# How About...?



## mish (Oct 2, 2005)

How about a topic for decorating your table, i.e. centerpieces, napkins, placements, invitations & recipes (for let's say a chocolate fondue fountain for weddings/special occasions etc.), recipes for wedding cakes, decorative ice molds, candle settings, wreaths for your dinner event. A party planning & cake decorating section. Cake decorating is quite an art & I think it will open up he forum for many experienced pastry chefs to hang out and share ideas. Why call a caterer  , we can brainstorm and share here. Whaddayathink?


----------



## mudbug (Oct 2, 2005)

I can think of at least three other people who would be interested in this site:

Claire, jkath, and htc.  

And I would definitely read it.

seconding mish's idea here.


----------



## mish (Oct 2, 2005)

I'm thinking this would also be an "open call" to welcome and exchange ideas with caterers, party planners, cake decorators, pastry chefs & perhaps decorators as well.  Particularly with the holidays just around the corner, think we can expand the forum & welcome more foodies into an already outstanding cooking site.


----------



## Alix (Oct 2, 2005)

Where do you think that would fit? In Miscellaneous? Cookware? Or should it be a section unto itself?


----------



## mudbug (Oct 2, 2005)

how about one called "Company's Coming" or "Entertaining"?


----------



## Alix (Oct 2, 2005)

So you are thinking a whole new forum. With sub fora like...

Catering to Crowds
Tablescapes
Cake Decorating

Am I getting the picture.


----------



## mish (Oct 2, 2005)

I think it could be a topic all to itself...for perhaps event planning/special occasions/cake decoratering (fondant, ganache ideas)/tools of the trade (re cakes), party planning/kitchen/table decor/place settings/centerpieces/ice sculptures/decorating with food.  Would have to think on it a bit more for an exact breakdown.


----------



## mish (Oct 2, 2005)

Alix said:
			
		

> So you are thinking a whole new forum. With sub fora like...
> 
> Catering to Crowds
> Tablescapes
> ...


 
Yes. I like it. Just don't want to see a bunch of casserole recipes to feed 50, if you know what I mean...but, hey guess that would be okay. More in line with the creative "art" of cooking and table decor. Or - brunch, ideas, whole menus? Does that make sense? Just brainstorming.


----------



## Alix (Oct 2, 2005)

Gotcha. I will post a link to this for the Admins to check out. In the meantime...why don't you suggest more subfora? I am sure I missed a few.


----------



## mish (Oct 2, 2005)

Thanks, Alix.  Could ask the forum for more suggestions on what people would like to share as well. Would like to see the catagory more in a professional sense rather than arts and crafts, dontcha think?


----------



## Alix (Oct 2, 2005)

Yes, I see where you are going. Keep brainstorming stuff in here. I gave them a link to look at, so they will come here to see what folks are asking about. 

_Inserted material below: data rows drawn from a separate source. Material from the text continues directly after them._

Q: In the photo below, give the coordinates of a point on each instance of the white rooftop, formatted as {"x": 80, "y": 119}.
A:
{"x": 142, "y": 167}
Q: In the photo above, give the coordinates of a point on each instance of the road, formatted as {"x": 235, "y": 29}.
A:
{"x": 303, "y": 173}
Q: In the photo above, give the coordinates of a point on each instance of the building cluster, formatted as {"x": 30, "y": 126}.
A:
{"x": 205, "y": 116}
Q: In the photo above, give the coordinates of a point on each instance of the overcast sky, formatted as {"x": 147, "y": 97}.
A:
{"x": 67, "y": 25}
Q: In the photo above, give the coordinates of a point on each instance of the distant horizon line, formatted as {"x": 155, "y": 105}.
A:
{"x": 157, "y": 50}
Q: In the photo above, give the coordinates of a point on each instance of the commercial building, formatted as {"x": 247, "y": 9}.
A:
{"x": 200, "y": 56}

I am not very good at "Fancy Pants" stuff, I'm all thumbs when it comes to decorating, but I would love to learn about it.


----------



## amcardon (Oct 3, 2005)

Alix said:
			
		

> I am not very good at "Fancy Pants" stuff, I'm all thumbs when it comes to decorating, but I would love to learn about it.


 
Same here!  I'm excited to see where this goes...  My sister did our wedding cake last may and since then I've repeated her recipe 3 or 4 times with not-so-great results... Wouldn't mind some experts giving thier 2 cents worth!


----------



## kitchenelf (Oct 3, 2005)

We'll work on the particulars - plan it CAREFULLY - so don't expect overnight results. Just know that it is being discussed.  It may have too many overlapping areas - we just have to discuss it more.

But please, if you have a question about any of the topics mentioned - just post them anyway in the appropriate forum. If you aren't sure there is a forum for what you need to know just post in Miscellaneous.


----------



## mish (Oct 3, 2005)

Thank you kitchenelf. I'm excited and looking forward to it. 

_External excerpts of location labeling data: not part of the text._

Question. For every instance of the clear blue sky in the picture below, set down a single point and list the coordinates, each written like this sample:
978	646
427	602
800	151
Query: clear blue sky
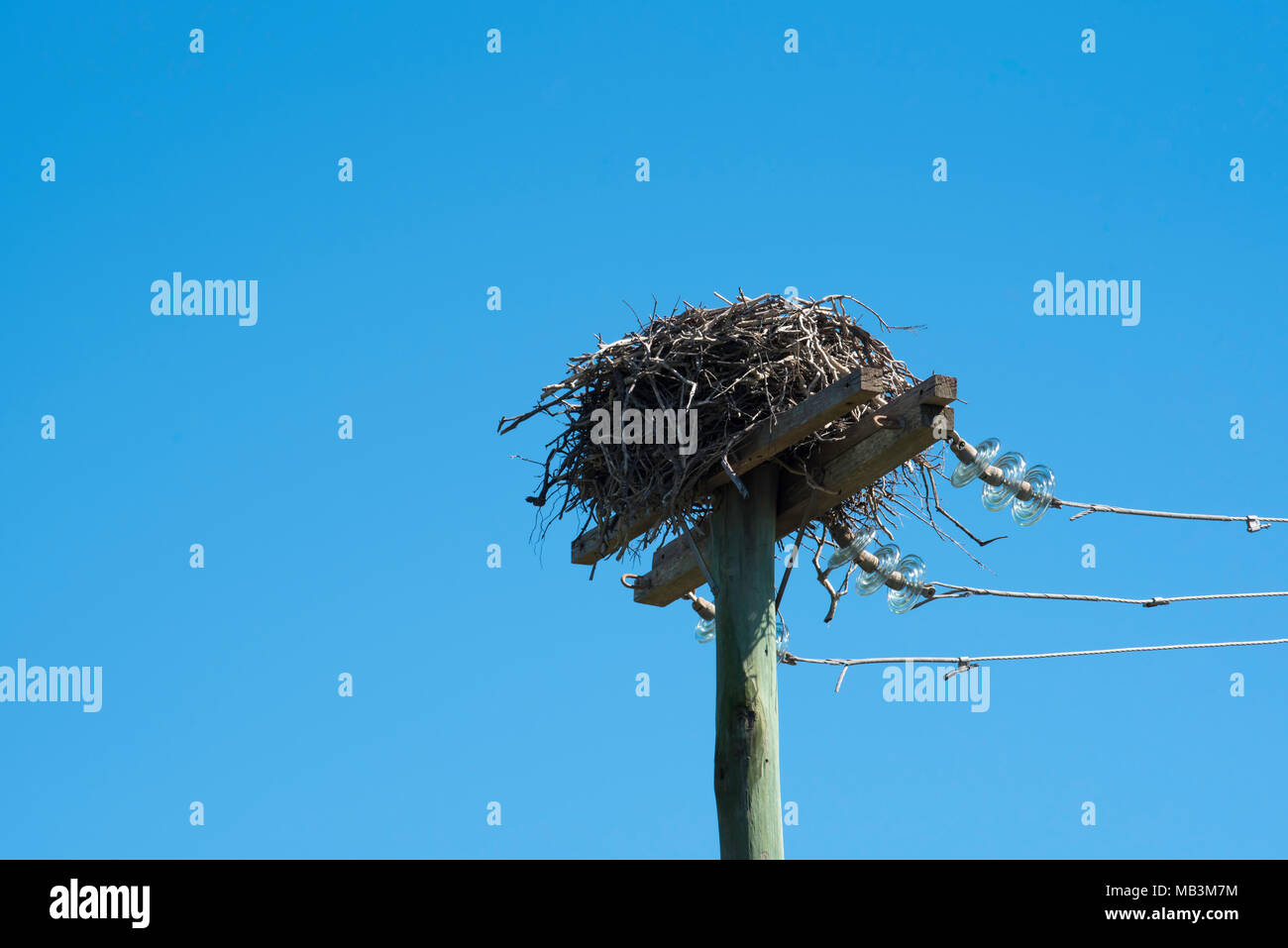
518	170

I like Alix's ideas, tablescapes and cake decorating.  I had a friend that took a course in cake making/decorating, & she made the most beautiful cakes = down to the little dew drops from the roses.

I'll go work on my  idea for a kitchen cutlery mobile. Really, I saw it on TV and it was pretty clever. (I'm more of a floating candles kinda girl.) Can't wait to see all the ideas.


----------



## licia (Oct 3, 2005)

My cousin did a lot of her daughter's wedding reception and dinner.  One of the things she did was a cake tree. I'm not sure I can explain how she did it, but if you can imagine a tree trunk with the limbs extending off with a tray for a cake on the end of each limb, that is about as close as I can explain. She made about 25 different cakes to go on the trays and trimmed the trunk and branches with sparkling tulle and mini white lights, with white and red roses.  She also made several cakes, duplicates of those on the tree and they were served from a table decorated to match.  The cakes on the tree were not served until the others were cut and served.  The florist she used bought the tree and trimmings from her for quite a hefty price. It was beautiful and the cakes were wonderful.


----------



## mish (Oct 3, 2005)

Wow, licia!  How creative. Would have loved to see pics.  I can almost imagine it from your description.


----------



## Piccolina (Oct 4, 2005)

*I love the idea of this thread*, thanks so much for coming up with it mish!!! What inspired your suggestion?


----------



## kitchenelf (Oct 6, 2005)

Check it out!  Entertaining, Special Events, and Party Planning


----------



## mish (Oct 6, 2005)

Thank you, kitchenelf.  I posted a starter idea.  Hope it will inspire folks to jump in.


----------